A key tenant of Kondo's tidy philosophy is getting rid of excess, so it was a shock even to her when she picked out ten dresses while browsing the store. Killingsworth noted that she was still a very shrewd shopper: Kondo visualized her purchases before entering the store and categorized every item of clothing that she picked up. In her work life, she only wears white (to match her brand as a professional tidy person), and follows a strict set of rules about only purchasing joyful clothing.
"Passing a display of denim jeans and dark-blue chambray shirts, Kondo touched almost nothing," Killingsworth observed. "She said that she rarely wears pants because several years ago they stopped bringing her joy."
Kondo was adamant about touching everything that she was interested in at the store, because, as she puts it, we should all feel a thrill of joy when we touch a piece of clothing we want to buy.
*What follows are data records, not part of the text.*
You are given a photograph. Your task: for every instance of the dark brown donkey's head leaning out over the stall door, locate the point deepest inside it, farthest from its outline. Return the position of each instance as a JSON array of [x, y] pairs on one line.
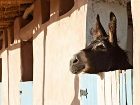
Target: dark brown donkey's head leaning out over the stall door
[[103, 54]]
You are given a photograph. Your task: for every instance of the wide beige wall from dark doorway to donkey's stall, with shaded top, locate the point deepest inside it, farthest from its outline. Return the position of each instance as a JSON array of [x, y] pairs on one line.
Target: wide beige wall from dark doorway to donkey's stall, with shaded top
[[53, 46]]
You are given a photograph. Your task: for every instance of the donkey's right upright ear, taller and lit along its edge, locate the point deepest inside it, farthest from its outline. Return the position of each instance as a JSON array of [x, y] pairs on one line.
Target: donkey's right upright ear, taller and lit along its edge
[[112, 29]]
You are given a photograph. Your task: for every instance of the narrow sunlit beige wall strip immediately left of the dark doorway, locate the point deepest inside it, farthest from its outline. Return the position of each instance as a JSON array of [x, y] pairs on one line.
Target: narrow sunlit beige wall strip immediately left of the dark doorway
[[14, 76]]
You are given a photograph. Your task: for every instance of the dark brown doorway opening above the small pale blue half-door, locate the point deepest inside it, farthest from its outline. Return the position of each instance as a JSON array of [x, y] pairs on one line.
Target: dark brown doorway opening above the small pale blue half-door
[[27, 60]]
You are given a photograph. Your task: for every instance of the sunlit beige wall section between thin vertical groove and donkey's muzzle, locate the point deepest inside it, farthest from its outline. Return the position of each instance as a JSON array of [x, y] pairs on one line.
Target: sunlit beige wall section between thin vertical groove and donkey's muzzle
[[64, 38]]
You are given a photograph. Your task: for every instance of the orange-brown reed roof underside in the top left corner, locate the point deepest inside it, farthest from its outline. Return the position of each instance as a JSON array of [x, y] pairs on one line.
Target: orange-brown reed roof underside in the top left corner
[[10, 12]]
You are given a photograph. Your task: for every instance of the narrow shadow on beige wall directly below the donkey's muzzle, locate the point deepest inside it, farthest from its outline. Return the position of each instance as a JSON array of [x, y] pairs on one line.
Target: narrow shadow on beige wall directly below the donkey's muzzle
[[76, 101]]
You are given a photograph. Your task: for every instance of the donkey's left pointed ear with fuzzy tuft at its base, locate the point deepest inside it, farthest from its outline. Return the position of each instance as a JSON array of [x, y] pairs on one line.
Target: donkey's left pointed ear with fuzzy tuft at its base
[[99, 30]]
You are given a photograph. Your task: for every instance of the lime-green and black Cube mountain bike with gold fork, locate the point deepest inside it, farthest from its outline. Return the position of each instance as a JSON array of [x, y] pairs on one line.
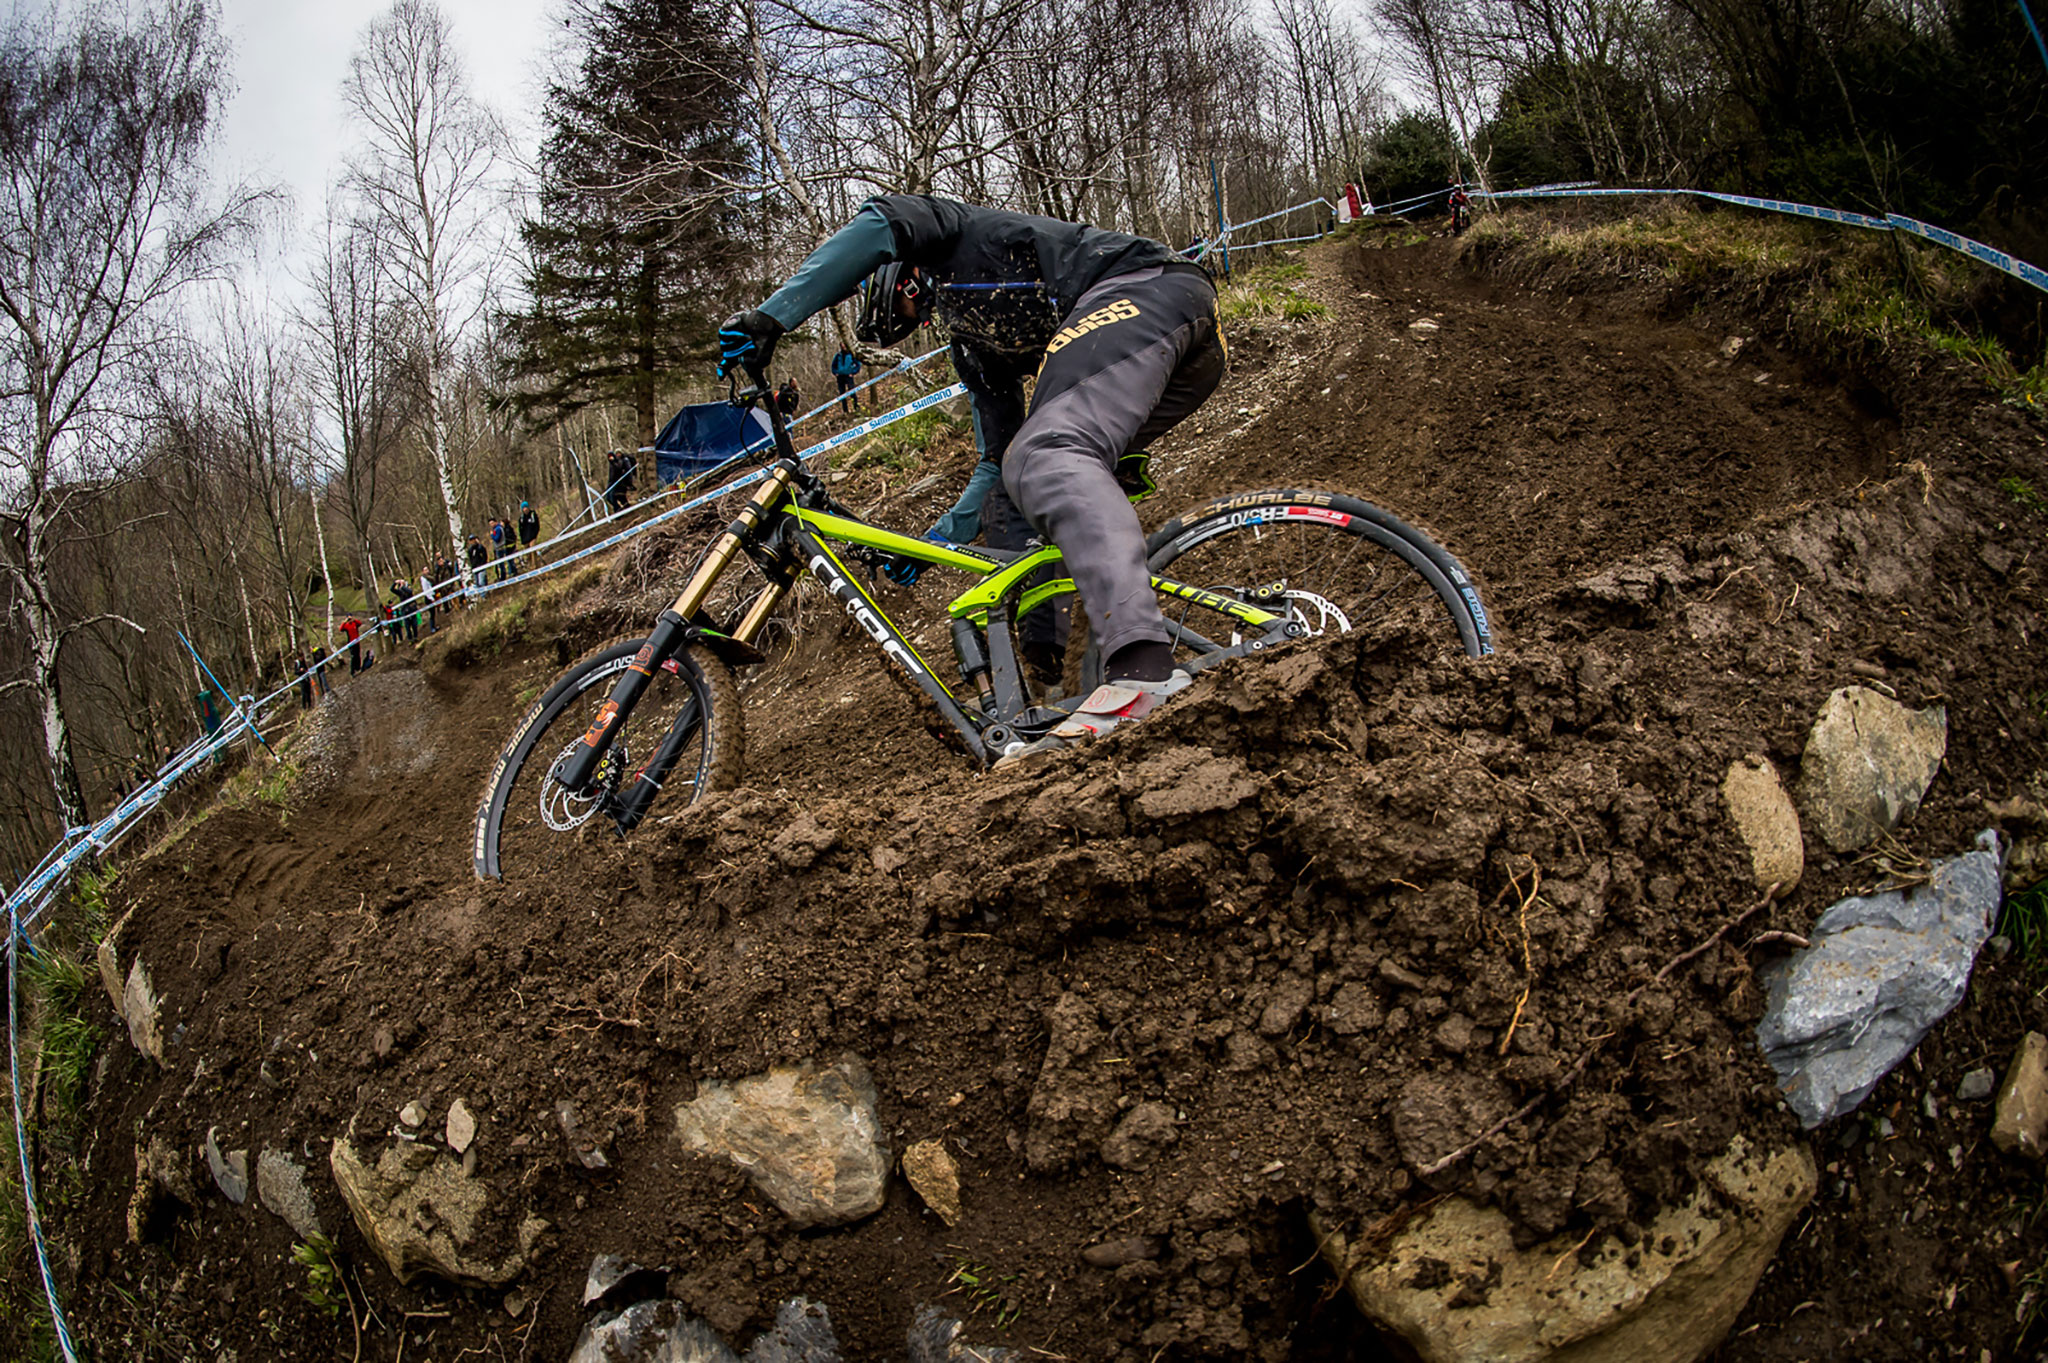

She also guides her purchases by only buying for how she feels right in the moment. "I will only purchase what fits me," Kondo told Killingsworth. "If I want to lose weight, I do that first, and then go shopping."
By the time Kondo was ready to make a purchase, she had narrowed her selections down to just two items: a Holding Horses tunic dress and a Tracy Reese yellow sheath dress. Kondo contemplated a third dress but ended up dismissing it because, even though it was cute, "I do not really have to have it."